Tony and the chauffeur want to stick around past midnight, but I’ve had about enough. I ask the chauffeur if he’d mind if I grabbed my notebook out of his SUV, which I’d tossed in the back seat on the way over to the Key Largo. He finds a cabbie for me, one he knows to be honest. He is an excellent host, the chauffeur. Back in Escazú, it’s not that late, about 12:45, but everyone’s in bed. I have to roust Matteo to let me into the compound, which makes me feel just that little bit more existentially crappy about the whole evening. There’s always tomorrow, the second half of the aborted tour.
On Tuesday morning, we’re on the road by 9:30. Meranda and I head east along Carretera John F. Kennedy toward San José to see a place that was dear to John. Café de Artistas is right on the main boulevard in Pavas, a couple of miles east of the B&B. I snap pictures while Meranda points out the exact table in the restaurant where John would hold court. The gang came here often because he liked the place so much. Brightly colored tile adorns every surface, and local art is hung everywhere. The visuals are intricate but the atmosphere is informal, hippie-ish as opposed to hipster-ish. Not a lot of irony here, but lots of food, coffee, beer, and joking around. They were a team and they stuck together, toiling to make Neteller work in CR.
They started to learn the language and understand the customs, and they played hard whenever they could. They were all so young and eager, and they had a boss who could match them in every category except age. Sometimes he even acted like a boss. He’d cock his head toward them and say, “Hey! You know, I don’t think we need to be doing that, do you?” He was signaling that he was on the verge of getting pissed and maybe they ought not push him any further. So there had been limits, but not many. What difference did it make? They were pulling in the merchants, convincing them to sign up with Neteller. The company was growing, they were all making money, and they were having fun.
Even staff meetings were held at Café de Artistas, known for its delicious potato salad. Ten years later, the café is still here and looks the same but is under new ownership. Meranda peeks at the menu and sees they’ve deleted the potato salad. That’s a mistake, she says.

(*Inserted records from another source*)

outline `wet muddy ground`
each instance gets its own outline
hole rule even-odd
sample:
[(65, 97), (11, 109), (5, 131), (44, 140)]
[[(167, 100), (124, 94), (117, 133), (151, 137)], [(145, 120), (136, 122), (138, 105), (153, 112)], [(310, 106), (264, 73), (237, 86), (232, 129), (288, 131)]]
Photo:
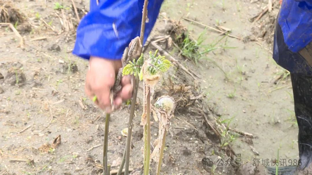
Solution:
[[(89, 2), (74, 1), (81, 18)], [(211, 44), (224, 36), (184, 18), (215, 28), (221, 25), (241, 39), (223, 38), (216, 45), (219, 47), (197, 64), (178, 55), (174, 47), (168, 49), (200, 77), (194, 81), (173, 68), (170, 72), (173, 83), (188, 87), (183, 93), (193, 97), (202, 95), (189, 99), (190, 107), (182, 104), (175, 114), (163, 174), (265, 174), (264, 160), (268, 159), (267, 165), (271, 166), (279, 149), (280, 158), (288, 163), (293, 164), (298, 158), (291, 84), (287, 73), (271, 58), (270, 26), (279, 5), (274, 1), (274, 10), (252, 23), (249, 19), (267, 2), (252, 1), (178, 0), (163, 4), (150, 38), (166, 34), (168, 18), (179, 21), (193, 38), (203, 34), (203, 44)], [(0, 1), (0, 5), (13, 4), (10, 2)], [(62, 7), (54, 9), (57, 2)], [(0, 174), (101, 173), (105, 117), (84, 92), (87, 61), (71, 53), (78, 23), (71, 4), (69, 0), (15, 1), (14, 7), (27, 16), (12, 25), (24, 38), (23, 48), (9, 26), (0, 25)], [(159, 44), (165, 48), (164, 44)], [(147, 51), (155, 50), (149, 46)], [(164, 75), (155, 96), (172, 93), (165, 88), (168, 77)], [(130, 166), (137, 172), (143, 159), (142, 90), (141, 87), (130, 158)], [(126, 140), (121, 131), (127, 126), (129, 108), (124, 105), (111, 117), (108, 157), (113, 170), (118, 169)], [(241, 163), (238, 167), (217, 166), (221, 160), (225, 164), (229, 162), (228, 150), (221, 145), (229, 142), (220, 143), (207, 125), (206, 119), (214, 124), (215, 119), (232, 130), (253, 135), (251, 139), (231, 133), (229, 145), (236, 154), (232, 160)], [(232, 120), (225, 120), (228, 119)], [(154, 140), (157, 122), (151, 128)], [(53, 145), (55, 139), (60, 138), (60, 143)], [(246, 164), (255, 159), (259, 159), (259, 166)], [(255, 171), (256, 167), (260, 173)]]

She hasn’t been here since John left in 2004. It still has lots of local artwork on the walls and that gorgeous tile work.
In one of Meranda’s café photos from the era, Steve Glavine and Scott Morrison, the IT guys, are missing. That’s because they had to cover the office in case something went down. “Steve Lawrence was like a ghost,” she says. “We’d be in the restaurant finally taking a break and there was the bloody phone, and it was Steve. The server had just gone down and there he was, on the phone saying, ‘It’s down, what’s going on? How long has it been down?’ So other Steve’s like, ‘Okay, I’m on my way.’ That was his life.”